After repeating creating use case-specific and business logic coupled feature engineering code for a couple of years, I am thinking if it is possible to have a model agnostic (both algorithms and frameworks ), production-ready, data scientist friendly way to do feature engineering. I would summarize what we did for the use cases in financial service and healthcare, and propose some best practices (this is not accurate, we’ve seen good and better, but never seen best) to handle common problems in the lifecycle of ML models.
The purpose of feature engineering is to prepare features for ML models to process, so we want the output of feature engineering to
- improve the accuracy of the models
- be easy to maintain
- be computed with low latency
- ease the posthoc explanation
- contain metadata for auditing purpose: feature/data linage
- be easy to change for debugging and experimental tests
The discussion would be divided into the following sections:
- Feature engineering foundations
- Feature generation pipeline
- Operate feature engineering in an ML workflow
This article is about the 1st section. A bunch of information in this blog was extracted from the book “Machine learning design patterns”.
- Naming convention
- Univariate data representation methods: numerical inputs, an array of numbers, categorical inputs, An array of Categorical Inputs
- Multi-variate data representation methods: Feature Cross, concatenating representations
- input: the real-world data fed to the model
- feature: the transformed data that the model actually operates on
- feature engineering: The process of creating features to represent the input data. We can think of feature engineering as a way of selecting the data representation. This process can be learned/fixed / hybrid.

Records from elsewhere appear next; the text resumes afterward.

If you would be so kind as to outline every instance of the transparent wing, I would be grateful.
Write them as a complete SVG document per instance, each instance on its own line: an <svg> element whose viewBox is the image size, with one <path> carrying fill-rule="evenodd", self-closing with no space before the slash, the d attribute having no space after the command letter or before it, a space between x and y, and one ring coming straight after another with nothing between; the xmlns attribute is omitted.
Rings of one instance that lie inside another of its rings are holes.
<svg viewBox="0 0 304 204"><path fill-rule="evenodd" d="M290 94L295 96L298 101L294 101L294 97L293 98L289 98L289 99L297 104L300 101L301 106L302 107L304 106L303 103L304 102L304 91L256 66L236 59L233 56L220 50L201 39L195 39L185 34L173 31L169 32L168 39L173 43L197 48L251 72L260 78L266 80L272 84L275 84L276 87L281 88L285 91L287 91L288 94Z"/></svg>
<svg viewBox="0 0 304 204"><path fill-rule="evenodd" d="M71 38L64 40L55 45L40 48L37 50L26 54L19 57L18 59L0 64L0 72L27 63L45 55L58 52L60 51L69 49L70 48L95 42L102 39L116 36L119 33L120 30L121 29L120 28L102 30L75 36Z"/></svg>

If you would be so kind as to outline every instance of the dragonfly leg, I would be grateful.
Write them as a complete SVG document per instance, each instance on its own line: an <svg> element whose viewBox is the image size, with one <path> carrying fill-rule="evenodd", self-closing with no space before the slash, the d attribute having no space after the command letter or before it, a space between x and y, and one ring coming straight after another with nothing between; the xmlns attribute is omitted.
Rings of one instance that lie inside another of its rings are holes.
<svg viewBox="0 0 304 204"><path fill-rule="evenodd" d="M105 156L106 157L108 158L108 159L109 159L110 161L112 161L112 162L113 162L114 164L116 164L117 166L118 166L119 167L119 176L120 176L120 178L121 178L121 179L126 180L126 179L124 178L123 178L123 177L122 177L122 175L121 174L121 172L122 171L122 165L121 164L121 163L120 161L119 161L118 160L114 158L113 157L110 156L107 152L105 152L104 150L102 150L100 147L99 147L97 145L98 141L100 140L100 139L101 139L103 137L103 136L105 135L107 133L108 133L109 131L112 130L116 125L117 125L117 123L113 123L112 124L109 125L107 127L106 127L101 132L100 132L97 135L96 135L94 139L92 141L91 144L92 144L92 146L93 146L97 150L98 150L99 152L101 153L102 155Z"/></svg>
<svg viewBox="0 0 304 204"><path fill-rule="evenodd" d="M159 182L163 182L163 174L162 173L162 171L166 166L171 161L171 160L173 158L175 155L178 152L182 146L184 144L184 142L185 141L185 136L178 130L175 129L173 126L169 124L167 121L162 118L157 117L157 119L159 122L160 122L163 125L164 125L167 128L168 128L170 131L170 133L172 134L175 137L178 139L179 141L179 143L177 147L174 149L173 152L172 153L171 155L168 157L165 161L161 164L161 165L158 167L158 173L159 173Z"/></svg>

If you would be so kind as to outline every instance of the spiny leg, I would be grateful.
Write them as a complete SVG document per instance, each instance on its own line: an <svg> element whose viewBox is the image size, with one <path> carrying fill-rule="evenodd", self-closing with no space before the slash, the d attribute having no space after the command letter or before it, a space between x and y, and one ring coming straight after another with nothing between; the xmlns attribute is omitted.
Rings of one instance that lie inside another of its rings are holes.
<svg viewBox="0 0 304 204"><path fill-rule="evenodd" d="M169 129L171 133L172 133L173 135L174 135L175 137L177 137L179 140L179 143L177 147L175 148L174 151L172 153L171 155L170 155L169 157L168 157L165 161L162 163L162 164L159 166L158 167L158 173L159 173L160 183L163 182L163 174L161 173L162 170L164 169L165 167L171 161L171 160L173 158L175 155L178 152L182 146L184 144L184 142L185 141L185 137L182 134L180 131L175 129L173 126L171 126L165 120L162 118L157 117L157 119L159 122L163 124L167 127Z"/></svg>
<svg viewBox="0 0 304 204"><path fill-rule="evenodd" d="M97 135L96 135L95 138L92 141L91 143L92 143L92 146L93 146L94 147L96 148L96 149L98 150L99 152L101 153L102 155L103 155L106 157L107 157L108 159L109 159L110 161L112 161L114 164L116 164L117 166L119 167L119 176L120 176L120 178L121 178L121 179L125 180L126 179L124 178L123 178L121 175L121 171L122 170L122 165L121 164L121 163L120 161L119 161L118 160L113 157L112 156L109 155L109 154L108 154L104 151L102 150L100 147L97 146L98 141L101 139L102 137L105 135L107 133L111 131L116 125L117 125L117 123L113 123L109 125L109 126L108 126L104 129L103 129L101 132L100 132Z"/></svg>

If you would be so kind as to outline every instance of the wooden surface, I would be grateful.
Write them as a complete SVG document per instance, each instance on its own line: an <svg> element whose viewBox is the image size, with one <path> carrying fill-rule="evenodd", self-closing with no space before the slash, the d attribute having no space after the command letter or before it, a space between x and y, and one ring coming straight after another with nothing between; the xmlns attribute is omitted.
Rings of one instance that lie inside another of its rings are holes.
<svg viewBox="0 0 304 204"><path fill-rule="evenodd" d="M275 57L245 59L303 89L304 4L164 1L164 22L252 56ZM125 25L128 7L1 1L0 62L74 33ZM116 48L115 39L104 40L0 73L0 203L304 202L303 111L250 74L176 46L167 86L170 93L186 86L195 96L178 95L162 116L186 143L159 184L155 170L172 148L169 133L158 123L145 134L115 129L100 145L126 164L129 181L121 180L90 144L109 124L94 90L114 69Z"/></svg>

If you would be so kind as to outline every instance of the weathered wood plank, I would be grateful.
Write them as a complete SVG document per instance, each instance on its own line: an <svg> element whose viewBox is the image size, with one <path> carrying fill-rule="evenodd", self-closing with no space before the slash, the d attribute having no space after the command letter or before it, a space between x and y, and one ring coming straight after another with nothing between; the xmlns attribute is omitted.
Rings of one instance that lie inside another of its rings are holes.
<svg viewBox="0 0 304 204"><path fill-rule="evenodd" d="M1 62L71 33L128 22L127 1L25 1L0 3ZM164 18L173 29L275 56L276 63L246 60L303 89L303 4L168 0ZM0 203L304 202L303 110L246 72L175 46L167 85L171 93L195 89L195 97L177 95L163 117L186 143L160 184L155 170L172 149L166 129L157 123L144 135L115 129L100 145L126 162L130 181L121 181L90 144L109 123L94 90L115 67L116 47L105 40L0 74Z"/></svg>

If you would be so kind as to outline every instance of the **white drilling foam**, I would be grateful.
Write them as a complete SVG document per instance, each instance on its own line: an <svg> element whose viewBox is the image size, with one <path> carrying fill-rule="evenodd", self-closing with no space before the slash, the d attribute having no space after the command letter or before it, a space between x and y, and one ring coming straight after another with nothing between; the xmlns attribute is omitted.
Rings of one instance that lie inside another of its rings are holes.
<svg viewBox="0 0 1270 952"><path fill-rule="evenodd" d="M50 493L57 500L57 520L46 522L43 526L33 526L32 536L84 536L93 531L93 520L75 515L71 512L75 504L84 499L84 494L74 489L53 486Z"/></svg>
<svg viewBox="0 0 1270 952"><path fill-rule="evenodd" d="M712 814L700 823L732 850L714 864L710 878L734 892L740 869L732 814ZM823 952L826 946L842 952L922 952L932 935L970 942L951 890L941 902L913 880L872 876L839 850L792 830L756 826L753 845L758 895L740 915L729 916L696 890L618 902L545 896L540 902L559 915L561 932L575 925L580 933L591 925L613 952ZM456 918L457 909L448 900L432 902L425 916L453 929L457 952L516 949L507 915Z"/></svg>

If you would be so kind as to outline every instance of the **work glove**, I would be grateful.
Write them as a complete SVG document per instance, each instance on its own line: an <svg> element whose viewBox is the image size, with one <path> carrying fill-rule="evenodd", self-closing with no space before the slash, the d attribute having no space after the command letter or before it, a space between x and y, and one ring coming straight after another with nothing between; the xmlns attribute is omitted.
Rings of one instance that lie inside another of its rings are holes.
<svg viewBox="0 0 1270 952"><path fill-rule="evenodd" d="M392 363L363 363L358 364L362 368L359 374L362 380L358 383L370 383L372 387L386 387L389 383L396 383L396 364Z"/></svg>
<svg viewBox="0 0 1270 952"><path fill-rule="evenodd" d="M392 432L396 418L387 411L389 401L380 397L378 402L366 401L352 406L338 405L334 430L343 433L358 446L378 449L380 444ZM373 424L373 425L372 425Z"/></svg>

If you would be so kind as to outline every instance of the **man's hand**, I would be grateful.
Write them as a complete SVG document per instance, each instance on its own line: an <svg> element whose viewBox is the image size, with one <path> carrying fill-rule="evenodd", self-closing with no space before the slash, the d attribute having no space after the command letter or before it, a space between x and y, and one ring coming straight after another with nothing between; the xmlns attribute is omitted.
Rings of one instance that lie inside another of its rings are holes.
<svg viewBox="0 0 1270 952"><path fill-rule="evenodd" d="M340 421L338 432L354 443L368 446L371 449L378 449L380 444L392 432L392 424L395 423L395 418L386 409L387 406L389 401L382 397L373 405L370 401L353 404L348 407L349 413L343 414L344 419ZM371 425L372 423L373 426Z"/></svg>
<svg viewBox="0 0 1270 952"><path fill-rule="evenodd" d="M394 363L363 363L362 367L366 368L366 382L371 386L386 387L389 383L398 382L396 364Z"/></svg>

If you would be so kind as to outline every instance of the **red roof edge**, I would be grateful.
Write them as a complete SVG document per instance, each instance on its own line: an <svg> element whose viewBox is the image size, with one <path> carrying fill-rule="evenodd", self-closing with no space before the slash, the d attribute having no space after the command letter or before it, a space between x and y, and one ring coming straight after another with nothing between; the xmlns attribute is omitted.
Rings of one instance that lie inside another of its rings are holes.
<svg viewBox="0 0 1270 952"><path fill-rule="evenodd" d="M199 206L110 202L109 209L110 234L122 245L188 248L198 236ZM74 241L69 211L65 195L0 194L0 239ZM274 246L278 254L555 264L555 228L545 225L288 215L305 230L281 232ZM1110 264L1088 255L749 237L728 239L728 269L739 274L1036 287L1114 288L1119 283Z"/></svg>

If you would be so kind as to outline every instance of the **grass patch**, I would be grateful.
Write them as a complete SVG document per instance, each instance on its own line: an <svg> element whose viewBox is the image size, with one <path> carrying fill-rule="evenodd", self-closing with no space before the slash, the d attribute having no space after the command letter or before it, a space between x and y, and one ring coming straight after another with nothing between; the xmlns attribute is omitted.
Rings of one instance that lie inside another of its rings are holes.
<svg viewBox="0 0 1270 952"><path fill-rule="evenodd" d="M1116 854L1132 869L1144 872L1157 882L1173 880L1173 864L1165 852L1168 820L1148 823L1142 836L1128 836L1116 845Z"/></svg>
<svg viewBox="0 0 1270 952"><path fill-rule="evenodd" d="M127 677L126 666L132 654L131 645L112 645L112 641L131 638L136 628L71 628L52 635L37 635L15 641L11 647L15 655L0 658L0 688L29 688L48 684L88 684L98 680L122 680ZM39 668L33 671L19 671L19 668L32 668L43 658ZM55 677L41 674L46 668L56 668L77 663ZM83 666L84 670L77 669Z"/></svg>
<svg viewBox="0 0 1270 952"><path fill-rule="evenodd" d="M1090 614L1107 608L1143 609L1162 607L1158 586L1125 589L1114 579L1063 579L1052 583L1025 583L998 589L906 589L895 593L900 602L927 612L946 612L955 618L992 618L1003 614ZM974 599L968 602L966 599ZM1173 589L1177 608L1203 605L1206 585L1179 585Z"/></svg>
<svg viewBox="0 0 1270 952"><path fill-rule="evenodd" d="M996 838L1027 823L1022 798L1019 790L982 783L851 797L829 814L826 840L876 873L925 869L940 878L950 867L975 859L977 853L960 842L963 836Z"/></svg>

- feature extraction: The process of learning features to represent the input data.
- target: the value we need to predict
Univariate data representation methods
Need scale due to quickly converge for LR/NN & standardize magnitudes across features.
- Linear scaling
- Min-max scaling
- Clipping (in conjunction with min-max scaling)
- Z-score normalization
- Winsorizing: min-max with outliers removal
2. Nonlinear transformation
- Data is skewed and neither uniformly distributed nor distributed like a bell curve
- The relation of features and target is not linear
- Help to improve the interpretability of the system
- bins/quantiles: choose buckets is to do histogram equalization, where the bins of the histogram are chosen based on quantiles of the raw distribution. Or the bu
- logarithm, sigmoid and polynomial expansions (square, square root, cube, cube root, and so on)
- parametric transformation: .i.e Box-Cox transform
An Array of numbers
- Representing the input array in terms of its bulk statistics: average, median, minimum, maximum, and so forth.
- Empirical distribution — i.e., by the 10th/20th/… percentile, and so on.
- For ordered signals (for example, in order of time or by size), representing the input array by the last three or some other fixed number of items. For arrays of length less than three, the feature is padded to a length of three with missing values. This method can be taken as order weighted bulk statistics.
- one-hot encoding
- label encoding
- Hashed Feature: to address incomplete vocabulary, model size due to cardinality, and cold start. The hash process needs to be deterministic (no random seeds or salt) and portable. The num_buckets should be a tunable parameter and a good rule of thumb is each bucket has 5 entries in it. If the collision of entries leads to the skewness of the counts in each bucket, we can aggerate features to use the new columns to do the work. As to the hash algorithm, a fingerprint function is better than cryptographic algorithms (MD5, SHA1) due to its deterministic and simple nature.
- Embeddings: the low-dimensional representation of those feature values with respect to the learning task. The size of embedding should be tunable, and the rule of thumb is to use the fourth root or 1.6 times the square root of the total number of unique categorical elements.
An array of Categorical Inputs
- bulk statistics: mode, the median, the 10th/20th/… percentile, etc.
- Time-weighted statistics (last three items in a series)
- Datetime: Cyclical features encoding
- Unstructre data (image / biosignals/ video, etc): Autoencoding, CNN, etc.
Multi-variate data representation methods
Concatenating two or more categorical features in order to capture the interaction between them. This would make models simpler and have a better performance.
We should preprocess numeric features into categorical features to enable feature cross.
And to handle high cardinality, we can play it with hashed or embedding methods. L1 and L2 regulation are useful to encourage sparsity of features and reduce overfitting.
An input to a model can be represented as a number or as a category, an image, or free-form text. But in real-world use cases, the information for a machine learning problem could come from different sources, and we can enable models to make the decision for the multi-input problem. To achieve this, we can concatenate the encoded features before input them into models.